The mage to his side led him up an elevated platform. Before him stood the three legions who would accompany him through the Gate as the vanguard. The 41st, the 42nd, and the 49th were all veterans of one conflict or another, be it a Korinthean raid, servile revolts, or even an attempted rebellion. Their standards stood tall, their banners fluttering in the wind. The demi-human auxiliaries stood off to the side, as befitted their station.
"Now," Pertus ordered the mage beside him. Nodding, the wizard cast a spell over him and the area around him. Raising one hand, Pertus waited for the voices to simmer down.
Now was the time to fan the flames in their hearts and exalt the righteousness of their cause.
"Today, you make history!" The mage's magic projected his voice far and wide, even the tents and bastions that lay beyond could hear him. "Today, you noble sons of Sadera shall go forth and conquer a new land. This has been done a thousand times before, and shall be done thousands of times after you!"
A deafening cheer roared from the men, they bayed and cawed for war.
"The barbarians we shall soon face will be taught the truth that has long been taught to the tribes of Falmart," he continued over their calls for blood, growing louder by the second. "Should they ignore this simple truth, we shall be the teachers they so clearly need. With sword, fire, and whip we shall explain this truth to them again and again. As many times as it needs to be said until they know no other truth but ours. The truth that the Empire is supreme above all others!"
As the energy of the legionaries grew more ravenous, a subtle nod from the mage beside him was cue he needed to know that the Gate was now fully functional.
In one fluid motion, he swung his sword to the Gate that now sat atop Alnus Hill. "Now, go forth brave sons of Sadera, go forth and conquer! And the name of the all Gods, and the glorious Emperor we all swear fealty to, go forth and bring these virgin lands to heel!"

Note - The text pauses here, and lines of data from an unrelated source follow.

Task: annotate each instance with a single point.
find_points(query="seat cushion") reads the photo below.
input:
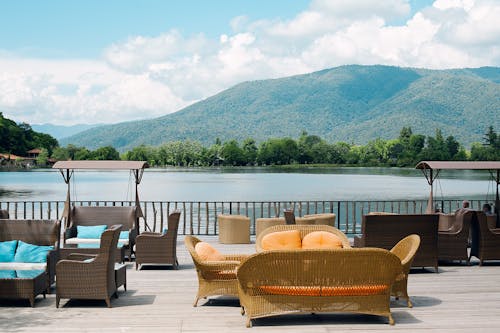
(282, 240)
(94, 231)
(8, 250)
(31, 253)
(207, 252)
(321, 240)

With a single rapturous cry, his forces began their march. Lines of troops, cavalry, wyvern riders, demi-humans, all walked the stone path to the Gate. Cheers echoed from the bastions and camps around them, wishing their brothers and fellows well in the battle to come.
His task done, Pertus mounted his own steed to join the columns. His mount, whose brown coat took on a red hue in the sunlight, was joined by the Count's own white mare and the assorted steeds of their retinues.

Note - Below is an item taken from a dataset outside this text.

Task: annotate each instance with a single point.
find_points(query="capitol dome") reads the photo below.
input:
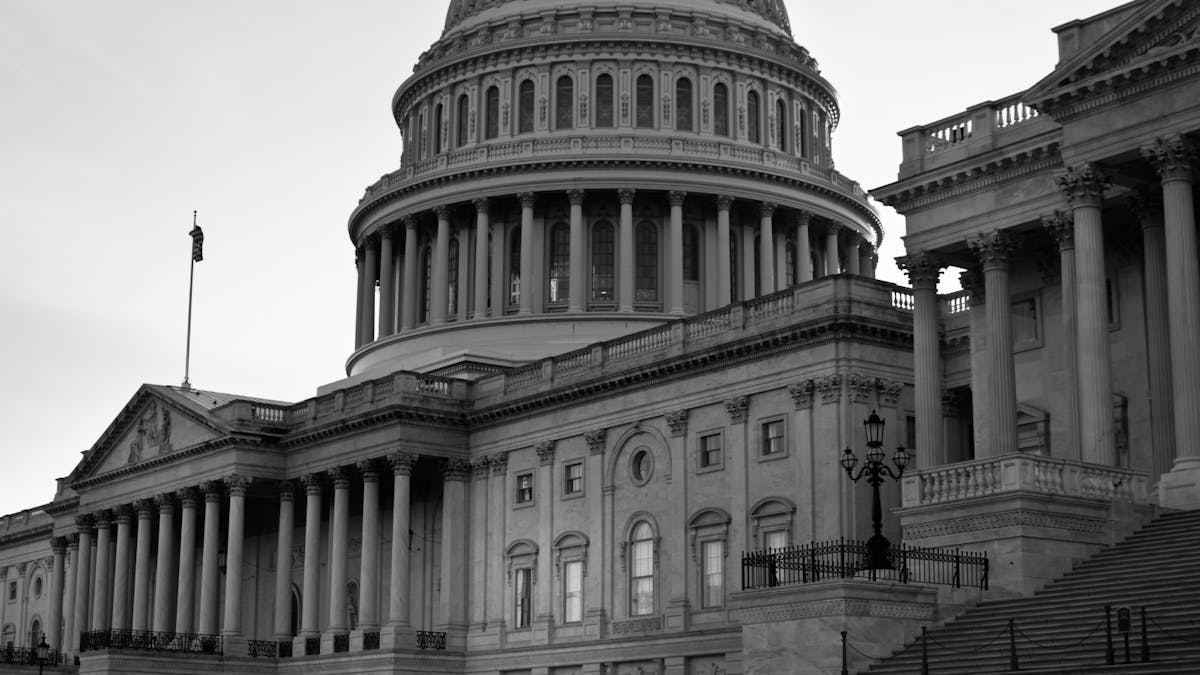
(577, 172)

"I envy you, General," the Count confided, riding beside him.
"How so?"
"We're about to go further than any man before us has ever gone and you look as calm as a pool of water."
Pertus snorted at the comment, "I'm certainly glad I look so."
Crossing the threshold of the great Gate, the bright sunlight giving way to only torchlight, he made a silent vow to all the Gods.
Either he would take these lands in the name of the Empire, or these lands would take him.
---
---
"And when he had opened the second seal, I heard the second beast say, Come and see.
"And there went out another horse that was red: and power was given to him that sat thereon to take peace from the earth, and that they should kill one another…"
Book of Revelations, Second Seal of the Apocalypse
-----------------
----------------
AN: And so, the "Young Princess" Arc comes to an end.
And it only took me (insert time here) to post it over here! Sorry about that. But good news(?), I have a backlog!
Spoiler (?) but the Empire loses the battle. I know, it comes as a big shock to me that a medieval army is going to lose their first battle against a modern military force. But this is how the cookie crumbles.
"-and he just ignores my Order's potential!"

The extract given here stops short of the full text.